ALSFELD Teil (2) "Es geht los"

Unwetter über Alsfeld, ein anderer Blickwinkel

20.08.23 - Der folgende Bericht von Carsten Schmidt aus Alsfeld, Wehrführer und stv. Stadtbrandinspektor, beruht auf Erinnerungen der Beteiligten. Es ist die subjektive Sicht derer, die zum Bericht beigetragen haben und erhebt keinen Anspruch auf Vollzähligkeit. Im Wortlaut:

"H1-Y Türöffnung für den Rettungsdienst in der Altstadt heißt es elf Minuten vor elf. Der Alarmplan sieht hier die sogenannte Gruppe "Nacht" vor. Diese werden von 19:00 Uhr bis 7:00 Uhr für Kleineinsätze alarmiert. Daniel Schäfer verlässt den IuK Raum. Im ‚Türen öffnen‘ gibt es glaube ich keinen schnelleren in der Feuerwehr Alsfeld. Kevin Planz und ich bleiben sitzen. Bereits kurze Zeit später verlässt der Einsatzleitwagen mit drei Personen den Feuerwehrhof. Ausgestattet mit Material zur Notfalltüröffnung, einem kleinen Spreizer, zwei Computern sowie einem Tablet. Selbst ein AED ist mit dabei im fahrenden Kommandostand.

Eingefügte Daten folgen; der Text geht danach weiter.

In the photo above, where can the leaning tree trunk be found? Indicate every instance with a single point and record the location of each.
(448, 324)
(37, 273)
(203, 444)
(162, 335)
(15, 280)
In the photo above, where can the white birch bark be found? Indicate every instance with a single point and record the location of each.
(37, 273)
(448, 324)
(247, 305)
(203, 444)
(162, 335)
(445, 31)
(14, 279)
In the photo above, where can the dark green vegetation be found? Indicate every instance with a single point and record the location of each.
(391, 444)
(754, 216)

Vollgelaufene Keller nach einem Unwetter in Alsfeld 0

Tobias Riemann, stellvertretender Wehrführer, auch beruflich begleitet er Führungsfunktion sitzt mit im Fahrzeug, der dritte ist Benjamin Knodt, Bundespolizist. Ich gehe in die Fahrzeughalle. Der kurze Weg über den Hof, etwa fünf Meter durch das Freie, war ein Fehler. Danach war ich nass. In der Halle treffen weitere Feuerwehrmänner und Frauen ein. Sie besetzten gerade das Hilfeleistungslöschgruppenfahrzeug. Normalerweise würde es jetzt automatisch dem Einsatzleitwagen folgen. Das HLF 20, so die Kurzbezeichnung, ist Speerspitze des Brandschutzes und der Hilfeleistung in unserer Stadt. Die ultimative Erstschlagwaffe. Ich sage ihnen, dass Sie nicht ausrücken. Mathis Kruse, beruflich beim Rettungsdienst Mittelhessen, studierter Rettungsingenieur, besetzt das Fahrzeug als Fahrzeugführer. Seine Aufgabe nun, die kommenden Einsatzkräfte sinnvoll auf Fahrzeuge zu verteilen. Die erste Meldung erreicht den Einsatzleitwagen über einen vollgelaufenen Keller in Altenburg. Es wird nachalarmiert. Die Info geht an die Leitstelle, dass das Feuerwehrhaus besetzt ist. Ab jetzt nutzt man den für Alsfeld zugteilten Digitalfunkkanal für die Kommunikation über Funk. Digitalfunk war für diese Lagen ein Segen für die Feuerwehr. Wir disponieren nun unsere Einheiten zu den Einsatzstellen selbstständig. So entlasten wir die Leitstelle, denn der "Normale Einsatzalltag" geht ja weiter im Vogelsbergkreis. Auch andere Gemeinden sind betroffen.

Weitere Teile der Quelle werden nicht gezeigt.